Jefferson Health CEO Dr. Stephen Klasko will retire Dec. 31, the system announced Thursday.
Klasko, who has served as president of Thomas Jefferson University and as head of the health system for eight years, will remain on as a special advisor to the board of trustees through July, the system said.
"I'm most proud of the people at Jefferson, who responded as heroes these past 18 months. Together, we have reimagined what health, education and research can be for the future, and I believe Jefferson is on course to lead that revolution," Klasko said in a press release.
Emeritus Board Trustee H. Richard Haverstick Jr. will serve as interim president and CEO effective Jan. 1, 2022. A national search for Klasko's replacement will be led by Leslie McNamara, vice chair of the board of trustees, who will work with management consulting firm McKinsey & Company.
"Dr. Klasko has been tireless in his entrepreneurial drive, but as important as his creativity and energy has been his commitment to diversity, inclusion and community engagement.
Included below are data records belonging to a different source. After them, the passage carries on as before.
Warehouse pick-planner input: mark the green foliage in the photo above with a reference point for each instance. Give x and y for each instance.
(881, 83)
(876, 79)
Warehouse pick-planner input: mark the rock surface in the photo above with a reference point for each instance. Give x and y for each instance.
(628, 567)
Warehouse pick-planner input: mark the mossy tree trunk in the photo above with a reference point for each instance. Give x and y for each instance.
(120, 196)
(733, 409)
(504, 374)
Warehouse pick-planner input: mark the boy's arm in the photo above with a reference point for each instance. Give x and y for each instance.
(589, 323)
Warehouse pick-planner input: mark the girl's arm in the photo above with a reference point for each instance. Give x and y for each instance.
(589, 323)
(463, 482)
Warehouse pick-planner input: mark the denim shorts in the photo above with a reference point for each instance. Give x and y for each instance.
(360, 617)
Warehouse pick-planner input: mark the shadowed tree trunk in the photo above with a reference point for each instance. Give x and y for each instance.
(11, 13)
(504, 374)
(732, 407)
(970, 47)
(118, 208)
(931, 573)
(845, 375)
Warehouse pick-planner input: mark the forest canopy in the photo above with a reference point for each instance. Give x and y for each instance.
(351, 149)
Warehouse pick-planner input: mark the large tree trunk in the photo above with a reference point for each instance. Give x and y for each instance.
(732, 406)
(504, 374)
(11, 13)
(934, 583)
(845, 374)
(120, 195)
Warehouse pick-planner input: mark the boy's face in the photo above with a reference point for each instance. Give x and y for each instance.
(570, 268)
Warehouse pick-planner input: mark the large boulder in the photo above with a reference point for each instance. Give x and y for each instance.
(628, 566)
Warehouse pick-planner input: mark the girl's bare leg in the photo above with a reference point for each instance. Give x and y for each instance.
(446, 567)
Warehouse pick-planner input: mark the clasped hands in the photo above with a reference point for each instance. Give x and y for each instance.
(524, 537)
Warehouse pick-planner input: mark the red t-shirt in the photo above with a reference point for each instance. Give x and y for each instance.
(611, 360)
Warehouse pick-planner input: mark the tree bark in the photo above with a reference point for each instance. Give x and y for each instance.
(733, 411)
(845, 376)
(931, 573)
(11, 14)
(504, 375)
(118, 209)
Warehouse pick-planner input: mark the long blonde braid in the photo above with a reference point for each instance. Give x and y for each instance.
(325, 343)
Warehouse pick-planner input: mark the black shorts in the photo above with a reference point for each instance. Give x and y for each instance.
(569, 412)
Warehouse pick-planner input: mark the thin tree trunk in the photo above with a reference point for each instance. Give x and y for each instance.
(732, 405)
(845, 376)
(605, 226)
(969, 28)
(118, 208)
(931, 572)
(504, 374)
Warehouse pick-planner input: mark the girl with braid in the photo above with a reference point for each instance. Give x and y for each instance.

We have an incredibly strong and dedicated management team to carry on the Klasko legacy, and we thank him for all he has done for Jefferson," Jefferson's Board of Trustees' Chair Patricia Wellenbach said in a press release.
Klasko, who is a perrenial on Modern Healthcare's 100 Most Influential list and was named one of Modern Healthcare's 50 Most Influential Clinical Executives in 2020, led the Philadelphia-based system from annual revenues of $1.5 billion to $6.7 billion, expanding its footprint from three hospitals to 18, the system said. When Jefferson Health's acquisition of health insurer HealthPartners Plans closes, the system will have roughly $8.1 billion in revenue.
Klasko didn't expect to leave the system for a few more years but he beat his own timeline for accomplishing some of his major goals at Jefferson Health, he told Modern Healthcare Thursday.
His next step will involve "looking at how this digital transformation of healthcare can start to reduce health equities," he said.
During his tenure at Jefferson, Klasko has bet on digital healthcare, leading the system to launch the telehealth service JeffConnect in 2014.
He also secured a $110 million donation to rename the Jefferson Medical College the Sidney Kimmel Medical College and another $70 million in 2019 to help construct the Caroline Kimmel Research Building. And construction has started on a new 19-story Specialty Care Pavilion, which is expected to be finished in 2024, the system said.